Michael: If it works now, why change it? We created ACP so that we don't need to do that. I.e., we can onboard devices even if they don't have L2 or L3 connectivity. If L2 works then you can DHCP, so I don't know why you need ACP. I don't find this example credible. It looks like you are trying to do L2 tricks rather than then do L3. What is going to happen to these devices? Sounds like a people management problem rather than a network management problem.
Toerless: Can we take this on to the next part of the converstation?
Prior slot new work and pre-existing work:
https://datatracker.ietf.org/doc/draft-richardson-anima-l2-friendly-acp/
Lead by: Michael Richardson, Zhou Yujin, Toerless Eckert
Time: 11:35 20 minutes
No slides planned
TE: ACP might be slow if there is no L3 hardware
MCR: MACsec?
L2 mechanism to transport data.
Doesn't require discovery or GRASP at L2.
MCR asks why this implies DULL/GRASP at L2, vs just forwarding L2 frames.
TE: the control plane CPUs would be hosts on this L2 "VPN"/ "VLAN"
Michael: Is this just GRASP over a new transport?

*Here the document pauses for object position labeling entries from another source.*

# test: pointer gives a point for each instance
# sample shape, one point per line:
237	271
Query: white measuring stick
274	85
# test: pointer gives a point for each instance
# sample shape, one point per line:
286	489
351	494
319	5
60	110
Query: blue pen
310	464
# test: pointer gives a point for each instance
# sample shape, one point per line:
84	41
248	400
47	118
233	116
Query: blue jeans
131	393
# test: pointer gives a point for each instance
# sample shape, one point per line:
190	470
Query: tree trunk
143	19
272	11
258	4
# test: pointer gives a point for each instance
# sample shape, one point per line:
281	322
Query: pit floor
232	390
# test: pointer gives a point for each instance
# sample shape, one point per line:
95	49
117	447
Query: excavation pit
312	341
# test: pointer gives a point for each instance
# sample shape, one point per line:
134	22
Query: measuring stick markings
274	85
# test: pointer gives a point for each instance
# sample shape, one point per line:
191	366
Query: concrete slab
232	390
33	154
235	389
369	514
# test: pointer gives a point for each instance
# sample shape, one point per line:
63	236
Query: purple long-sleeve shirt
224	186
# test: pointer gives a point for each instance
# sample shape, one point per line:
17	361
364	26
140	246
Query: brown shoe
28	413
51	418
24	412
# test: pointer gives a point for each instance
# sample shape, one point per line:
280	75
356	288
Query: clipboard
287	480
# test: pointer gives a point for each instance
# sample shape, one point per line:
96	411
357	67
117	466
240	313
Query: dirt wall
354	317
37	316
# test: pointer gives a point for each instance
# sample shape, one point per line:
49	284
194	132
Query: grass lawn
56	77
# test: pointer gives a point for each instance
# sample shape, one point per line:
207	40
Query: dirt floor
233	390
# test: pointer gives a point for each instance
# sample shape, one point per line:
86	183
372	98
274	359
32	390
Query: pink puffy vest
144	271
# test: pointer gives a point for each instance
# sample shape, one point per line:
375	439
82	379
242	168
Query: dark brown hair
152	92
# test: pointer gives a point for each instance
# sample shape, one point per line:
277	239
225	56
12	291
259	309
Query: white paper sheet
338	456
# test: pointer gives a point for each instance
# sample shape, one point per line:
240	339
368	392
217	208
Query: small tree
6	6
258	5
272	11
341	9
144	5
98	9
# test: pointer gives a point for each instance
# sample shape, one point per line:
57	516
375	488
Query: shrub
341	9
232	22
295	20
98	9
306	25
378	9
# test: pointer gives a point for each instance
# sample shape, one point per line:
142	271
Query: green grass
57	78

TE: Crypto could still be IPsec, P2P from core router to on-link devices (via VLAN and STP L2)
Michael: Over that STP VLAN?
TE: Do we need any new cypto. Like MACsec due to these joint L2/L3 switches that can do it in hardware and that is faster than doing IP Sec in software. Problem is MACsec isn't in all switches, only high end switches.
Michael: Does it matter if IPsec is being done in software. Still concerned about spanning tree. Spanning tree for VOIP is a disaster. Need to use OSPF or IS-IS.
TE: Lots of service provider networks are using L2 access networks, so sometimes do have
Michael: Quick a lot of VoIP customers own access networks so that they don't tolerate delays. STP might be off for other reasons and don't want to turn it for this scenario. Until the devices are connected in.
TE: ???
Michael: I think that you are going to have L3 anyway. Realized that we could L2 discovery over LLDP. But after that the traffic would be unicast host/host. (Need to turn off ND)
TE: There is an ACP use case for L2 switches.
Michael: What is the conclusion?
TE: Need to find time a proposal for the L2ACP case.